Engineering Contradictions & Design Principles
Engineering Contradiction Analysis
1Measurement precision
If current rating systems are used to measure influence, then general influence scores can be obtained, but individual influence on specific friends and reciprocal influence cannot be determined
Solution Approach 1:
The patent segments the single general influence score into multiple individual influence scores, one for each friend in the social network. This allows the system to measure and display the specific influence a user has on each individual friend, rather than providing only an aggregate score that loses individual relationship information.
Solution Approach 2:
The patent implements reciprocal influence scoring where both users in a friendship pair receive influence scores from each other's perspectives.
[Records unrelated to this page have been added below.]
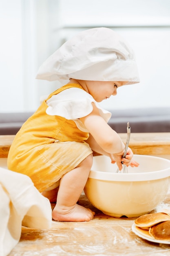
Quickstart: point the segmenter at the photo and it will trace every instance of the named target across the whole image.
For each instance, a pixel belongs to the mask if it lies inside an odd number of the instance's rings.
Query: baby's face
[[[107,99],[112,95],[116,95],[117,89],[127,82],[107,81],[86,81],[88,92],[97,102]]]

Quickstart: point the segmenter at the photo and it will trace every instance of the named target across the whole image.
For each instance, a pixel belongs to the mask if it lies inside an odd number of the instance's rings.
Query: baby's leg
[[[51,190],[45,191],[41,193],[42,195],[48,198],[51,203],[56,203],[59,187]]]
[[[95,213],[76,204],[83,190],[92,165],[92,154],[61,179],[53,218],[59,221],[89,221]]]

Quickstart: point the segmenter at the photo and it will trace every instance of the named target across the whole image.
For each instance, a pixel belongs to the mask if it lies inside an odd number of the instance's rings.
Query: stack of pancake
[[[170,241],[170,213],[148,213],[135,221],[136,230],[141,235],[158,240]]]

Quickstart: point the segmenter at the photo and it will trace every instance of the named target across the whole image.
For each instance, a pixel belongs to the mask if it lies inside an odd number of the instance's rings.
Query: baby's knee
[[[82,162],[81,165],[83,165],[85,166],[86,168],[91,169],[93,164],[93,154],[91,154],[88,155],[84,160]]]

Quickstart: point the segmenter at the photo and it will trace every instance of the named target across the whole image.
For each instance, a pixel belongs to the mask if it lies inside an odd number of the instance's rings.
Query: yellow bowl
[[[149,213],[164,199],[170,184],[170,160],[134,155],[140,165],[116,173],[109,157],[93,157],[84,193],[96,208],[107,215],[136,218]]]

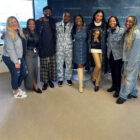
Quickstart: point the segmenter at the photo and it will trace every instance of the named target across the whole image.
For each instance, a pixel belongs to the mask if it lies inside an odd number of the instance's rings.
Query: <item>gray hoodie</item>
[[[22,58],[23,56],[22,41],[17,33],[16,39],[12,40],[9,33],[6,32],[4,37],[3,55],[10,57],[13,63],[18,63],[19,62],[18,59]]]

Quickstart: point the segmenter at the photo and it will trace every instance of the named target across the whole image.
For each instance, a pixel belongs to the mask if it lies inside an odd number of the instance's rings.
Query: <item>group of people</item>
[[[126,18],[123,29],[117,17],[111,16],[108,22],[102,10],[97,10],[92,22],[87,26],[82,15],[74,17],[65,11],[63,19],[55,22],[52,9],[43,8],[44,17],[38,20],[29,19],[27,27],[21,29],[16,17],[9,17],[6,24],[3,61],[11,73],[11,85],[15,98],[25,98],[27,94],[20,89],[24,80],[27,90],[42,93],[48,86],[63,85],[64,65],[65,78],[72,85],[72,63],[77,64],[79,92],[84,92],[84,67],[89,55],[94,62],[92,83],[94,91],[99,90],[102,71],[111,71],[112,85],[108,92],[114,92],[116,101],[123,104],[126,99],[137,98],[137,79],[140,70],[140,31],[134,16]],[[40,81],[42,90],[37,85],[38,56],[40,58]],[[125,75],[121,85],[122,74]]]

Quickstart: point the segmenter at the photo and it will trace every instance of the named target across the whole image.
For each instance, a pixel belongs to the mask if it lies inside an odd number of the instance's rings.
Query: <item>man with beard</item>
[[[56,47],[57,47],[57,64],[58,64],[58,86],[63,84],[63,65],[65,63],[65,77],[68,85],[72,85],[72,28],[73,23],[70,22],[70,12],[65,11],[63,20],[56,23]]]
[[[52,9],[43,8],[44,17],[36,21],[36,30],[39,34],[40,81],[44,83],[42,90],[48,85],[54,88],[52,81],[56,81],[56,26],[51,17]]]

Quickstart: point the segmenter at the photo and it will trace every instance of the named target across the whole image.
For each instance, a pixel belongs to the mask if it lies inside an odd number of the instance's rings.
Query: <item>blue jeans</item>
[[[13,90],[17,90],[27,75],[24,58],[21,59],[20,68],[15,68],[15,64],[10,60],[10,57],[3,56],[2,59],[10,71],[12,88]]]
[[[138,96],[137,80],[140,70],[140,61],[138,61],[133,68],[127,68],[127,62],[124,63],[125,67],[125,80],[120,90],[120,97],[127,99],[128,94]]]

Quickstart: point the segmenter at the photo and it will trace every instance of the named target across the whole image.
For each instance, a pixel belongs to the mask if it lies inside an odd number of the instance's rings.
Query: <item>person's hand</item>
[[[20,68],[20,64],[19,63],[16,63],[15,64],[15,68],[19,69]]]

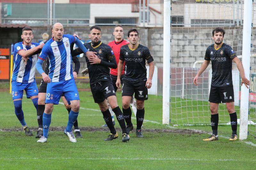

This feedback mechanism allows users to see not only their influence on others but also how much others influence them, creating a complete picture of mutual influence dynamics.
2Measurement precision
If explicit rating systems are implemented for content sharing, then influence measurement becomes possible, but user burden and system complexity increase significantly
Solution Approach 1:
The patent makes the social network platform itself perform the influence measurement work automatically by analyzing existing content sharing data and interaction patterns. Users do not need to manually rate or provide feedback about their influence; the system calculates influence scores autonomously based on observable behaviors like content sharing, forwarding, and engagement metrics.
Solution Approach 2:
The patent transforms influence measurement from a subjective rating task into an objective calculation based on quantifiable parameters such as content sharing frequency, forwarding behavior, and engagement metrics. This parameter-based approach automates the measurement process and eliminates the need for complex manual rating systems.
3Measurement precision
If content sharing tracking is implemented to measure influence, then influence scores can be calculated, but privacy concerns and data collection requirements arise
Solution Approach 1:
The patent extracts only the essential data elements needed for influence calculation from the vast amount of available user data. Instead of collecting and analyzing all user activities, the system focuses specifically on content sharing events, forwarding behaviors, and direct engagement metrics that directly relate to influence measurement, minimizing unnecessary data collection.
Data Source
AI summary
A server [115] or client-based content storage unit includes a communication device [300] to receive data corresponding to a transfer of at least one of media content and a link to the media content, from a first user [120] to a second user [125]. The communication device [300] also receives data corresponding to usage of the media content by the second user [125], and transmits some representation of a content capital to the first user [120]. A content usage aggregator [315] receives information corresponding to the usage of the media content by the second user [125]. A content usage evaluator [310] determines the content capital based on an aggregation of monitored use of the media content by the second user [125].